Oportunidade de crescimento profissional
O conhecimento em Boas Práticas de Laboratório para o profissional tecnicista é fundamental no exercício das atividades práticas do dia a dia nos laboratórios analíticos. A partir das BPLs desenvolve-se todo um conceito sobre qualidade e é por meio disso que o analista de laboratório pode almejar um crescimento profissional em sua área de atuação. “As BPLs são o primeiro passo para um conhecimento pleno dentro de um Programa de Qualidade Total”, afirma Patrícia.
As BPLs favorecem a inovação. Atualmente, os ambientes na indústria farmacêutica encontram-se cada vez mais competitivos. A implantação, por parte do profissional, de práticas inovadoras - seja em treinamento de pessoal, no relacionamento com os clientes, nas tecnologias de gestão de qualidade - serve como alternativa para atender a esse mercado tão competitivo, e principalmente superá-lo. Com isso, é possível garantir, por meio da inovação, a confiança e a segurança nos resultados esperados.
Utilização de padrões
“São muitas as aplicações dos conceitos de BPLs. Um exemplo que eu gosto de citar, no que diz respeito aos laboratórios de controle de qualidade de fármacos e medicamentos na indústria farmacêutica, é o controle e a utilização de padrões primários, que hoje em dia estão mais bem definidos como padrões de referência ou ainda como substância química de referência (SQR)”, destaca a professora.
Segundo a RDC nº 17, de 16 de abril de 2010, tratam-se de padrão de referência exemplares de fármacos, impurezas, produtos de degradação, reagentes, dentre outros, altamente caracterizados e da mais elevada pureza, cujo valor é aceito sem referência a outros padrões. A partir do padrão de referência é preparado o padrão secundário, que se torna o padrão efetivamente utilizado na rotina laboratorial.

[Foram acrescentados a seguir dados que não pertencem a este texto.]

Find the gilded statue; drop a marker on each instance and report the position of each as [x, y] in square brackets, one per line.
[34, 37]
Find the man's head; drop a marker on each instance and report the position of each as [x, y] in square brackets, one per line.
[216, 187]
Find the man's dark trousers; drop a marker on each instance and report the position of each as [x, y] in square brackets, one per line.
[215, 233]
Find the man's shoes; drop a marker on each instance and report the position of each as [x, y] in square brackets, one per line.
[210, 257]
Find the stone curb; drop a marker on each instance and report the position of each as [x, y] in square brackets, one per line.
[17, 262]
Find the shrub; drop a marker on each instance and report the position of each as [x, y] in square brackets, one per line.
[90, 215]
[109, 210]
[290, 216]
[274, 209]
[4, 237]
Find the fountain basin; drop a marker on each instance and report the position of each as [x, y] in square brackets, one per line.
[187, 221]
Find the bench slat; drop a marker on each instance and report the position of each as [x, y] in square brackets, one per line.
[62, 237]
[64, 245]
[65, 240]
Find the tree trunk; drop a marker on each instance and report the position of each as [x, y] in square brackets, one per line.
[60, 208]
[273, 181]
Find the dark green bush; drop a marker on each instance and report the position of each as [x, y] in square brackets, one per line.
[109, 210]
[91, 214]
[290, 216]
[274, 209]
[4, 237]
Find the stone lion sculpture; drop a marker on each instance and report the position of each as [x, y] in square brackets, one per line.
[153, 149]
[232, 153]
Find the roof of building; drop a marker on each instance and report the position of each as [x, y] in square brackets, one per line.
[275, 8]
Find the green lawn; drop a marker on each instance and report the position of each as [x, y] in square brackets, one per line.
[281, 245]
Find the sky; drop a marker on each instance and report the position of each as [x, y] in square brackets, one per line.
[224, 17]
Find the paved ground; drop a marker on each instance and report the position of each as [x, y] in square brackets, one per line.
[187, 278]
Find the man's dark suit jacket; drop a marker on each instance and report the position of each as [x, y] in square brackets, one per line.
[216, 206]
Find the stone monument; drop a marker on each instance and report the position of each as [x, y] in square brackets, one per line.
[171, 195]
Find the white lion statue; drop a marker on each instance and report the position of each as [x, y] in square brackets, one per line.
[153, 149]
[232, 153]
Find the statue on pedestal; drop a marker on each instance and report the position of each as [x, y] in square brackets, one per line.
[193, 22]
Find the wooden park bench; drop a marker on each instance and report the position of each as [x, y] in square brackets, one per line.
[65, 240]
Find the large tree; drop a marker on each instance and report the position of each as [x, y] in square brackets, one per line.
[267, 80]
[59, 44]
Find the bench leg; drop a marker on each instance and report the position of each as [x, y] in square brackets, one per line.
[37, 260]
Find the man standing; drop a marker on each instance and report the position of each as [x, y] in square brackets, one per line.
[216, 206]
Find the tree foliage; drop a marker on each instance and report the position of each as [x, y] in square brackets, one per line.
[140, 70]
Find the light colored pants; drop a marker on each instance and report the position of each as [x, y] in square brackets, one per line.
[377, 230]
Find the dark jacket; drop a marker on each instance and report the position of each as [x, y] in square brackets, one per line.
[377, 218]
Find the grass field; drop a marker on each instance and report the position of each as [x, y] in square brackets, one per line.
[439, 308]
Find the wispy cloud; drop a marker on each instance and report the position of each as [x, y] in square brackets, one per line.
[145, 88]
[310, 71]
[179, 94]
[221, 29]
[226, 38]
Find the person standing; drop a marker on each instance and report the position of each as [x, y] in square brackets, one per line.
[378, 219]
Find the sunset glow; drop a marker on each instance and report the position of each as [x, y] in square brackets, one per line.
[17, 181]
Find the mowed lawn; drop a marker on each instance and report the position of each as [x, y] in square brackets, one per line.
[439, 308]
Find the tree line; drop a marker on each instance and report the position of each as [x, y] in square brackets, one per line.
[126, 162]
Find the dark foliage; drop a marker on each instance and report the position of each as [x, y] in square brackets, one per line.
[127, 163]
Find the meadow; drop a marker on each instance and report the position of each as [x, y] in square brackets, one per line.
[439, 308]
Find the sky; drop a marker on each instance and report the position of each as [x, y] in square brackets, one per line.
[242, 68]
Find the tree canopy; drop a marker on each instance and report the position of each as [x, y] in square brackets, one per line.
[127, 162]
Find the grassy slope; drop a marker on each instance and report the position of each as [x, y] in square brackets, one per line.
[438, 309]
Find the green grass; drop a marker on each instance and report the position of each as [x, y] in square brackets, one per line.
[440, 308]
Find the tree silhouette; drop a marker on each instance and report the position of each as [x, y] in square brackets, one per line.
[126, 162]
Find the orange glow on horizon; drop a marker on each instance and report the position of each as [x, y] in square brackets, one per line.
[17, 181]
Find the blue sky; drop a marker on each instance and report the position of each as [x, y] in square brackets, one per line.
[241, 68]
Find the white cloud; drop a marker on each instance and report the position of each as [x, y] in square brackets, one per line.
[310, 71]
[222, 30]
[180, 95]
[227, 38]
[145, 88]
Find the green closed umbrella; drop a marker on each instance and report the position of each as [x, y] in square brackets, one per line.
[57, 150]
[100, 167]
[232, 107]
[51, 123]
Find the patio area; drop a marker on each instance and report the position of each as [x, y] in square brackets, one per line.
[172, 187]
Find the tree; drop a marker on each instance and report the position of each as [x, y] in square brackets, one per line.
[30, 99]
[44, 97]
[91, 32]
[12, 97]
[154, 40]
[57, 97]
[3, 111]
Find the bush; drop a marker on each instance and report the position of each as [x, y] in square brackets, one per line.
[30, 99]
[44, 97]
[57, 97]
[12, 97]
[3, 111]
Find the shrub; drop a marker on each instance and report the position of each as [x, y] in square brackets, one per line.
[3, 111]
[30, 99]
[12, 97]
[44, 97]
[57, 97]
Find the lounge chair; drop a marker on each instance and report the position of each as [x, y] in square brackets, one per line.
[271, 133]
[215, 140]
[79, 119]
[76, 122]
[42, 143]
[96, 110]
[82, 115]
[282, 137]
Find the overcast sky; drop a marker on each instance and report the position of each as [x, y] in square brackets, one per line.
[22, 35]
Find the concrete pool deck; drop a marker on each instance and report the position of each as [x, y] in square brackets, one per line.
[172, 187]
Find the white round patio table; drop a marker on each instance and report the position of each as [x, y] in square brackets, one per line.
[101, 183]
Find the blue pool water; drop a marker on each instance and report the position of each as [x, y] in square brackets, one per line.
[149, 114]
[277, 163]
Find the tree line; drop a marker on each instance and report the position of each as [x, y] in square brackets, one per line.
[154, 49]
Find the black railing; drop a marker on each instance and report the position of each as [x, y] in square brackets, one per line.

Essa substância é, portanto, a mais importante dentro de um laboratório de controle de qualidade, uma vez que é a partir dela que se estabelecem todas as análises quantitativas do fármaco. Seu preço faz jus ao seu grau de importância, e seu controle e utilização de uso são o princípio fundamental dentro das BPLs. Seus resultados dependem diretamente dessa substância.
Procedimentos Operacionais Padrão
O principal documento para a aplicação das BPLs não se trata de um protocolo específico, mas dos Procedimentos Operacionais Padrão (POPs).
O POP é um documento que expressa o planejamento do trabalho com vistas a padronizar e minimizar a ocorrência de desvios na execução das atividades e, assim, garantir aos usuários serviços ou produtos livres de variáveis indesejáveis, independentemente de quem as realize.
Um procedimento operacional padrão tem como meta garantir que a qualidade dos resultados seja a mesma em todas as etapas do processo em qualquer momento.
“Temos como exemplo de um POP, os procedimentos de higienização das mãos, antes da entrada em uma área restrita, ou os procedimentos de operação de um equipamento de cromatografia líquida”, lembra a especialista.
Patrícia lembra que, em um primeiro momento, as Boas Práticas de Laboratório podem parecer um conceito antigo e já bastante debatido. Mas quando se observa de perto a rotina de um laboratório analítico, entende-se que é fundamental um domínio sobre esse conceito básico. “Costumo comparar as BPLs com a ciência básica de um laboratório, que precisa estar completamente dominada pelo profissional para que, a partir desses conhecimentos, possa se desenvolver com confiança, segurança e qualidade a ciência aplicada ou os conhecimentos aplicados nas suas áreas específicas”, finaliza ela.